De gemeenteraad heeft in dit geval afgezien van het aanduiden van een of meer bouwvlakken voor het wellnesscentrum. In plaats daarvan hebben de gemeenteraad en in het verlengde daarvan verweerder voor de ligging een beroep gedaan op de beschrijving in hoofdlijnen in artikel 3 van de planvoorschriften en het in dit voorschrift genoemde beeldkwaliteitsplan. Zij zijn van mening dat daarin voldoende waarborgen voor een zorgvuldige inpassing van de bebouwing zijn gelegen. Uit de beschrijving in hoofdlijnen en het beeldkwaliteitsplan kunnen evenwel naar het oordeel van de Voorzitter geen juridisch bindende bouwmogelijkheden worden afgeleid. Evenmin is ter zitting anderszins een toereikend inzicht verkregen in de wijze waarop het terrein zal worden ingericht. Het moet er voor worden gehouden dat het plan zich er niet tegen verzet dat de bebouwing van het wellnesscentrum, afgezien van de gronden waarop de dubbelbestemming ziet, op elke plaats binnen het plandeel met de bestemming "Dagrecreatieve doeleinden" kan worden opgericht.

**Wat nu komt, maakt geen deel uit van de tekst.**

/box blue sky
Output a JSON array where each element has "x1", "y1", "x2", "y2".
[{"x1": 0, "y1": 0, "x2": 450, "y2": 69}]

In dat verband valt niet uit te sluiten dat zich conflicterende situaties kunnen voordoen met name voor zover het plandeel grenst aan het zuidelijk daarvan gelegen plandeel met de bestemming "Natuur". Dat plandeel is immers in het streekplan aangeduid als EHS-verweving. Op voorhand is de Voorzitter onvoldoende duidelijk dat (hoofd)bebouwing van het wellnesscentrum in de directe nabijheid van de als EHS-verweving aangeduide gronden, gelet op het beschermende beleid voor de EHS, inpasbaar zou zijn.
Nu een dergelijke aanduiding niet is toegekend aan de andere als "Natuur" aangewezen gronden en ten behoeve van de Smallertse Beek met de dubbelbestemming is voorzien in een beschermingszone heeft de Voorzitter voor het overige geen aanknopingspunten voor de verwachting dat een mogelijke conflictsituatie voor zover het betreft de (hoofd)bebouwing van het wellnesscentrum zich ook op andere plaatsen binnen het plandeel met de bestemming "Dagrecreatieve doeleinden" kan voordoen.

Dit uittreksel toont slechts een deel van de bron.